The new iPad 2 went on sale in the United States last Friday, with Apple fans queuing at the company’s stores across the country to be among the first to snap up the coveted tablet computers. signaling a strong appetite for a device that dominates the fledgling market it created. Apple began selling the iPad 2, which was unveiled by chief executive Steve Jobs last week. The iPad remains the most affordable tablet on the market, starting at $499. Estimated shipping times for iPads ordered at Apple’s online shop went from a few days to a few weeks, indicating strong demand by people who didn’t want to face queues at real world stores. A line of people, including some who camped out overnight swathed in rain gear and equipped with chairs and big umbrellas, formed around the block outside Apple’s Fifth Avenue store in New York City, hoping to be among the first to get the thinner, lighter and faster iPad. The iPad 2, which is one-third thinner, nearly 15 percent lighter and faster than the model released in April 2010, will be available in around two dozen other countries later this month.
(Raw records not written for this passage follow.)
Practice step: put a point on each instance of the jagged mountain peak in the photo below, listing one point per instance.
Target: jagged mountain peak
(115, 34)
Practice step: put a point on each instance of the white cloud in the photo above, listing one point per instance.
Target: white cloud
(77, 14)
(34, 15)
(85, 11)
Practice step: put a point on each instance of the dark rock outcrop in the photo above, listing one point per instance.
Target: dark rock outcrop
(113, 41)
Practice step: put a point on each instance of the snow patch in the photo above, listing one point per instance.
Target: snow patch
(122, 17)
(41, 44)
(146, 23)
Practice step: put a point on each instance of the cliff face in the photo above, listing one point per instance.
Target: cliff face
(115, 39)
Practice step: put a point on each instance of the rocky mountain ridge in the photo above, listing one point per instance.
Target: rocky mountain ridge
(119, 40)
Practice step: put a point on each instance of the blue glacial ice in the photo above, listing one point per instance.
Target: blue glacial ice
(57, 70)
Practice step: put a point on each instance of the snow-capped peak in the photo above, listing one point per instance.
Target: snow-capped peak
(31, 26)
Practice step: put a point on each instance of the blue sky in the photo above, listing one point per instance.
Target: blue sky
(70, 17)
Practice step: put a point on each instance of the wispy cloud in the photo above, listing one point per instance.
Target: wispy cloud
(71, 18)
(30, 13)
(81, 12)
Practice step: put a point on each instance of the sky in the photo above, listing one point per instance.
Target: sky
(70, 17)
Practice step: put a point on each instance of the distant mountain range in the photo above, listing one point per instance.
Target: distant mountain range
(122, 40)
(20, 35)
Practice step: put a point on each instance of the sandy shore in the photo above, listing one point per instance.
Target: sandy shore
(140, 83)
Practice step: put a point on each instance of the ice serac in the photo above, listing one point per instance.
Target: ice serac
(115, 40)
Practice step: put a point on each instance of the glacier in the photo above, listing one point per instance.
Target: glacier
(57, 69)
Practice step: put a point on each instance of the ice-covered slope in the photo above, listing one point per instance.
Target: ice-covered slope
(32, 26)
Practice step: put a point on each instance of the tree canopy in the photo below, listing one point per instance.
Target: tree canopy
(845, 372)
Analysts say the 10-inch touchscreen iPad 2 has been improved incrementally, not reinvented wholesale.
It is thinner, faster. Besides the size and weight, the other major improvement to the touchscreen tablet computer is the addition of front- and rear-facing cameras that allow users to take still pictures and video and hold video conversations. Like its predecessor, the iPad 2′s main chip is designed by Apple. The iPad 2 also includes chips from Broadcom and Texas Instruments, as well as flash memory from Toshiba Corp, according to an analysis by iFixit, a company which provides repair services for Apple products. The benchmarks for the iPad 2 are clear. The first iPad sold 300,000 units on its first day, 500,000 in the first week, and crossed the 1 million unit mark in 28 days.
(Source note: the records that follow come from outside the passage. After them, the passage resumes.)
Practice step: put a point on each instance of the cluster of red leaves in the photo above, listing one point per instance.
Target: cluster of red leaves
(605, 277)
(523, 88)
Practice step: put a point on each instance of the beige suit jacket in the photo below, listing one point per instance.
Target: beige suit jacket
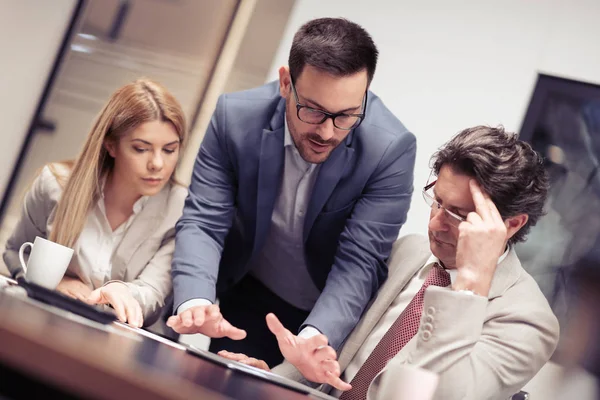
(142, 259)
(481, 348)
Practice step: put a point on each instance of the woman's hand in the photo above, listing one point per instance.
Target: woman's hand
(117, 294)
(244, 359)
(74, 288)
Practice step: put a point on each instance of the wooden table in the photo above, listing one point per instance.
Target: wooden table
(45, 350)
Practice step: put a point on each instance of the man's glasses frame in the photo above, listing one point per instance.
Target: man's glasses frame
(454, 218)
(327, 115)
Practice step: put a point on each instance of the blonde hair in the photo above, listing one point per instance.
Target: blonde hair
(130, 106)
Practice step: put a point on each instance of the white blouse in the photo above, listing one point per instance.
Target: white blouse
(98, 242)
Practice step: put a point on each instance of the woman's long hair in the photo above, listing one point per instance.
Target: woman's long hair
(130, 106)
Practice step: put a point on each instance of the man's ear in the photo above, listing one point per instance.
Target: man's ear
(285, 81)
(111, 147)
(514, 224)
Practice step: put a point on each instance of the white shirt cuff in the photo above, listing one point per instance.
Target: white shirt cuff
(309, 332)
(192, 303)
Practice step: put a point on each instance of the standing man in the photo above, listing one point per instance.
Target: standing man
(457, 303)
(298, 192)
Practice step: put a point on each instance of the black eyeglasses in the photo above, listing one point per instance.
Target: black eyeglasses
(340, 120)
(453, 218)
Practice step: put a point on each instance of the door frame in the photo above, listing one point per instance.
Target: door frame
(37, 122)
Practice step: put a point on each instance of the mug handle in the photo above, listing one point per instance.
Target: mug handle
(21, 251)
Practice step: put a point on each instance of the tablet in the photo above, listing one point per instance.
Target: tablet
(259, 373)
(59, 300)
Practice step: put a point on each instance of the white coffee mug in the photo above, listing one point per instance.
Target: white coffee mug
(48, 262)
(401, 381)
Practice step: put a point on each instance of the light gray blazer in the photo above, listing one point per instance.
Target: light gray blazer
(481, 348)
(142, 259)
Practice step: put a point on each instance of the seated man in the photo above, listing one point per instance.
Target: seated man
(458, 304)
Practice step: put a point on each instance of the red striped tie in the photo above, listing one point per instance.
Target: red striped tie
(400, 333)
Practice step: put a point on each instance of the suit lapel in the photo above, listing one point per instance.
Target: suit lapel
(270, 171)
(329, 175)
(402, 268)
(507, 273)
(409, 255)
(142, 227)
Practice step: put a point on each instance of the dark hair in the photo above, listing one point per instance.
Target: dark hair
(508, 170)
(333, 45)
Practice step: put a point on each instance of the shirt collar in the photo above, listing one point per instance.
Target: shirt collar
(287, 137)
(453, 272)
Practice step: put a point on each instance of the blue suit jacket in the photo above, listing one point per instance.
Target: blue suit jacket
(359, 202)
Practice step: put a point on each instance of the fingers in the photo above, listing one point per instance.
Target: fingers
(232, 356)
(231, 331)
(198, 316)
(187, 318)
(324, 353)
(336, 382)
(253, 362)
(96, 297)
(80, 296)
(484, 205)
(134, 312)
(318, 341)
(480, 199)
(119, 308)
(174, 322)
(277, 328)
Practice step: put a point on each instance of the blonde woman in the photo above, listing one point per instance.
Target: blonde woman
(116, 205)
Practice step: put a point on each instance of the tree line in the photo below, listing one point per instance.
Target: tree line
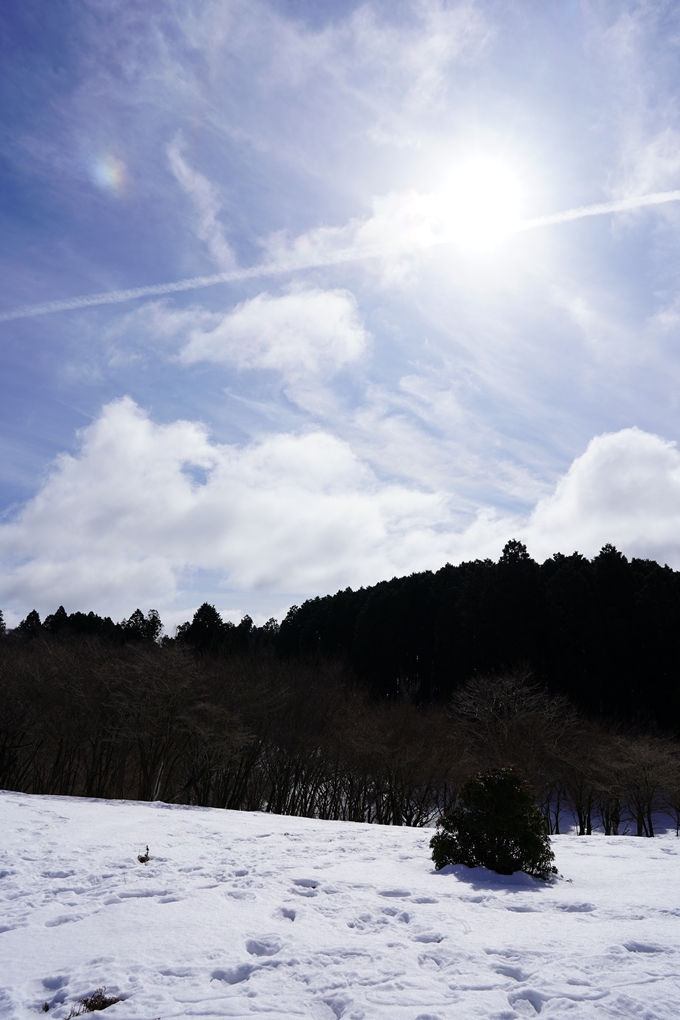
(142, 719)
(604, 631)
(373, 705)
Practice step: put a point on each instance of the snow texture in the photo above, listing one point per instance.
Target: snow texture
(239, 914)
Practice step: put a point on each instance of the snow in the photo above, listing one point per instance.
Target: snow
(239, 914)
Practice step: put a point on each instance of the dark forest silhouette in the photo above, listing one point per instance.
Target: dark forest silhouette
(373, 705)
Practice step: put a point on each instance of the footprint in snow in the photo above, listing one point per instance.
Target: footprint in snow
(428, 936)
(264, 946)
(305, 886)
(286, 913)
(643, 948)
(62, 919)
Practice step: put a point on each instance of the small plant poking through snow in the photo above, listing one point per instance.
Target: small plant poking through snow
(495, 824)
(97, 1001)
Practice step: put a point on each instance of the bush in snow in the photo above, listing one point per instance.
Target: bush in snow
(495, 824)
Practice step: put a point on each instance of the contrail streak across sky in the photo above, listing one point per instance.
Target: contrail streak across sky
(316, 261)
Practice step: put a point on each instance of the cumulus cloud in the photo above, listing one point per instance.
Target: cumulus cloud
(143, 506)
(141, 503)
(306, 336)
(625, 489)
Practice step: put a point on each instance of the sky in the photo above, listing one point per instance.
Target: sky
(300, 295)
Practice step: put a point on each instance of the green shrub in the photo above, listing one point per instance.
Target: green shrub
(494, 824)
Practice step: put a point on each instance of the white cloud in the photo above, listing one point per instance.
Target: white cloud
(142, 506)
(204, 195)
(142, 503)
(625, 489)
(306, 336)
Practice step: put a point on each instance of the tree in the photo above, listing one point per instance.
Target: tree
(31, 626)
(495, 824)
(141, 627)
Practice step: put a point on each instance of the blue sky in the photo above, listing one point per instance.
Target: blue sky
(393, 373)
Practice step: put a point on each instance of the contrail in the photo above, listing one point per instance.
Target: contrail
(600, 209)
(316, 261)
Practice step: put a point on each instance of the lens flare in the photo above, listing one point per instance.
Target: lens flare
(108, 172)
In addition to being sold at more than 200 Apple outlets in the United States, the iPad 2 was available starting last Friday in the stores of AT&T and Verizon Wireless, as well as Best Buy, Target Corp and Wal-Mart Stores Inc.
More than 65,000 applications have been created for the iPad, while there are currently only about 100 crafted for tablets running Android. The iPad 2 is selling at the same prices as the original iPad, ranging from $499 for the 16-gigabyte version to $829 for the top-of-the-line 64-GB model.
The iPad 2 will be available on March 25 in Australia, Austria, Belgium, Britain, Canada, the Czech Republic, Denmark, Finland, France, Germany, Greece, Hungary, Iceland, Ireland, Italy, Japan, Luxembourg, Mexico, the Netherlands, New Zealand, Norway, Poland, Portugal, Spain, Sweden and Switzerland.